Mom fell and cracked a rib.
She's done this before. Of course, it's not her fault. Canada Post delivered the neighbour's mail to her house, and she had to go and redeliver it right then and there. It's not her fault for wearing the disintegrating Birkenstocks that she tripped on.
This weekend, I was sick (and still am). Yesterday was particularly miserable, coming as it did after a fitful night of much night-sweats, and no sleep at all. And frankly, I'm not one to complain about pain or illness. If I do complain, then it's pretty fucking bad. I am, let's remember, the one who decided to tough out a burst appendix.
And I'm not saying it was planned or anything, but she has this remarkable habit of making sure the spotlight is firmly on her. My grandmother (other side) had the same habit. There was always some problem, some drama, that would always pop up whenever it was someone's else's day. And always accidental. It really was quite remarkable.

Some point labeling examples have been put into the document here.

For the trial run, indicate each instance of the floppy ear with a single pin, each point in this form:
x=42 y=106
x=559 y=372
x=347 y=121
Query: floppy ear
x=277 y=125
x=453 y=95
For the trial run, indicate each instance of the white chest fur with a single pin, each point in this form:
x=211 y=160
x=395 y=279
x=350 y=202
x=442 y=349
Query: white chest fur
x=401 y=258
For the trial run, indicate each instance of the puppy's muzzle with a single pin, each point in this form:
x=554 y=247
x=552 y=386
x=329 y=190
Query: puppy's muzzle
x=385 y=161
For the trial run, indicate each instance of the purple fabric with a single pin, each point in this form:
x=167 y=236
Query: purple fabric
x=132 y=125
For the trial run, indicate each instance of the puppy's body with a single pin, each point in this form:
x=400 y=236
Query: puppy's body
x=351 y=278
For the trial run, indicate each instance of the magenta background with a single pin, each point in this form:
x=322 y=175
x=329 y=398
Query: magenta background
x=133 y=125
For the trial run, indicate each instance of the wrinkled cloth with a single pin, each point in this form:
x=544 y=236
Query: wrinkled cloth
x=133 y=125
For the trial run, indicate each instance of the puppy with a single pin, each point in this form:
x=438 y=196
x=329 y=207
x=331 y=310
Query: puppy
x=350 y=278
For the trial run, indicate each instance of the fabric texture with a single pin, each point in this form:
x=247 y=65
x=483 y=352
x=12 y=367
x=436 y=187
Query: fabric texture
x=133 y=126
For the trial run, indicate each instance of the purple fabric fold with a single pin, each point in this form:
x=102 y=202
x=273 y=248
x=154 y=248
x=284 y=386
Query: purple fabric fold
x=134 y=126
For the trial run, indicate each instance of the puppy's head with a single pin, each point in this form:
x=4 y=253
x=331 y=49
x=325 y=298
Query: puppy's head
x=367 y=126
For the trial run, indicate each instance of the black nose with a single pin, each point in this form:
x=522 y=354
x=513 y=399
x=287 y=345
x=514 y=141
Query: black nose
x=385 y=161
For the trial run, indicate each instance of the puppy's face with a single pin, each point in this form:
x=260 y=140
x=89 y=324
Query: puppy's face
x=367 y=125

Last week she was complaining about how heavy her suitcase was coming back from the Boat, and what a problem it was to drag it around. It was a way of soliciting the attention on her. And this, when I was the one dragging her suitcase around, thank you very much, and what the fuck would she know about it?
This spotlight thing -- it's a nasty habit, and one I'm not inclined to indulge. Maybe that makes me a shitty son, I don't know. Calling this morning, it was this one massive pity party which I had no patience for whatsoever. Did I do this when my sternum was broken for me? When I cracked my rib cleaning the tub? No. Did I get her sympathy then? Not really. Did I get any sympathy for being sick this weekend? No -- I still had to take her to the antique show. I was the one who had to fucking drive, when, frankly, consciousness was a bit of a problem.
Always a case of the DRAMZ. And always an accident. So many convenient accidents.
She's pushing for me to drive to her place to pick up the garbage can from the street and put it in the garage. This just after I spent two weeks taking her to England and back, walking her through every step. Whatever pass I get doesn't last very long.
But it'll never change. All I can do is not be terribly receptive.